Hi,
I am getting an exception below when calling ray.data.read_json due to inconsistent number of fields in json files. Is there a way to set a predefined schema for all possible fields in advance when calling read_json?
Thanks,
Exception:
pyarrow.lib.ArrowInvalid: Unable to merge: Field content has incompatible types:
Something like:
import pyarrow as pa
schema=pa.schema([
(‘some_int’, pa.int32()),
(‘some_string’, pa.string())
])
ds = ray.data.read_json(‘some_dir/’, schema=schema)
Hi @James_Liu - thanks for the question. It seems we don’t support defining a schema when reading JSON file.
A little more search I found PyArrow supports to explicitly define a schema when reading json - pyarrow.json.ParseOptions — Apache Arrow v9.0.0
https://arrow.apache.org/docs/python/generated/pyarrow.json.read_json.html
Could you help try to read your JSON file with PyArrow read_json()

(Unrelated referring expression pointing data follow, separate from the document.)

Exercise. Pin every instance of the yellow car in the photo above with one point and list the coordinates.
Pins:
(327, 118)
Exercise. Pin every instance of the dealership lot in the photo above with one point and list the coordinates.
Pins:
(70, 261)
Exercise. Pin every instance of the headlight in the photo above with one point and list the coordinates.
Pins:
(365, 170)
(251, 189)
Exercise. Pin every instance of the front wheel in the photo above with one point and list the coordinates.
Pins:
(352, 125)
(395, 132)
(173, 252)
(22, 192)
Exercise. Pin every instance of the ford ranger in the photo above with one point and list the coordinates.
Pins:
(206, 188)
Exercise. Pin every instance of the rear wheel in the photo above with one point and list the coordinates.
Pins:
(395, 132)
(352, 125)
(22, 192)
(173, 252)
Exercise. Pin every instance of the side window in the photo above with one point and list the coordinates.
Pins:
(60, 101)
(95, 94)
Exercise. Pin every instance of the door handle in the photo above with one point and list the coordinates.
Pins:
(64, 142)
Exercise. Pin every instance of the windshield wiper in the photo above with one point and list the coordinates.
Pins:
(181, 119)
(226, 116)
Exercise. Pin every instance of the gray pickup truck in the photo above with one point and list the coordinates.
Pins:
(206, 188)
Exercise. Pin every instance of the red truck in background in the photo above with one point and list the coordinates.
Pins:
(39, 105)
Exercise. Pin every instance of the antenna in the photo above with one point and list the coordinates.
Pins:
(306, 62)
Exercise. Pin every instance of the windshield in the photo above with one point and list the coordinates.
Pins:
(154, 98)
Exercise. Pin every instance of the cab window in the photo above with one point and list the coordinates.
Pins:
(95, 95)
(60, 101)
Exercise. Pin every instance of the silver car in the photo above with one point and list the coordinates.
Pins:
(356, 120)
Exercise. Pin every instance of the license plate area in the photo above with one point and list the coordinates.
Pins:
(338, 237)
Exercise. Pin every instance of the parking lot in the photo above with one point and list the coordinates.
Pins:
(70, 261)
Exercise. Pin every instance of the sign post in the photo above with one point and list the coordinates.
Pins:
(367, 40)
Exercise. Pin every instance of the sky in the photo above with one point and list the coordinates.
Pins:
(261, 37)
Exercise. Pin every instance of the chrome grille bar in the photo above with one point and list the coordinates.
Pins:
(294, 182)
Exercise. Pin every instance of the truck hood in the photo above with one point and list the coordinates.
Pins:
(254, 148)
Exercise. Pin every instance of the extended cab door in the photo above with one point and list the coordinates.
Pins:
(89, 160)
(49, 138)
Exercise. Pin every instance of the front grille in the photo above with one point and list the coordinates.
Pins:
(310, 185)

and its ParseOptions.explicit_schema
?
If PyArrow works for you, we can add a parse_options
into Ray Datasets read_json()
to pass the parse_options
to the underlying PyArrow reader. Thanks.
1 Like
Hey @James_Liu, it should also be noted that you can pass any pyarrow.json.read_json()
arguments as keyword arguments to ray.data.read_json()
, and Datasets will propagate those arguments to the Arrow read_json()
call:
import pyarrow as pa
import pyarrow.json as json
schema=pa.schema([
(‘some_int’, pa.int32()),
(‘some_string’, pa.string())
])
ds = ray.data.read_json("some_dir/", parse_options=json.ParseOptions(explicit_schema=schema))
Ah but there will probably be an issue here with Pickle serialization: pa.json.ParseOptions()
wasn’t made picklable until Arrow 8.0.0, and we have only added a workaround for pa.json.ReadOptions()
, not pa.json.ParseOptions()
, so I would expect use of pa.json.ParseOptions()
to fail with a Pickle error.
We should definitely expand the workaround to include pa.json.ParseOptions()
.
Hi @James_Liu - just FYI, the issue with Arrow JSON ParseOptions is fixed in Ray master https://github.com/ray-project/ray/pull/27911 .
2 Likes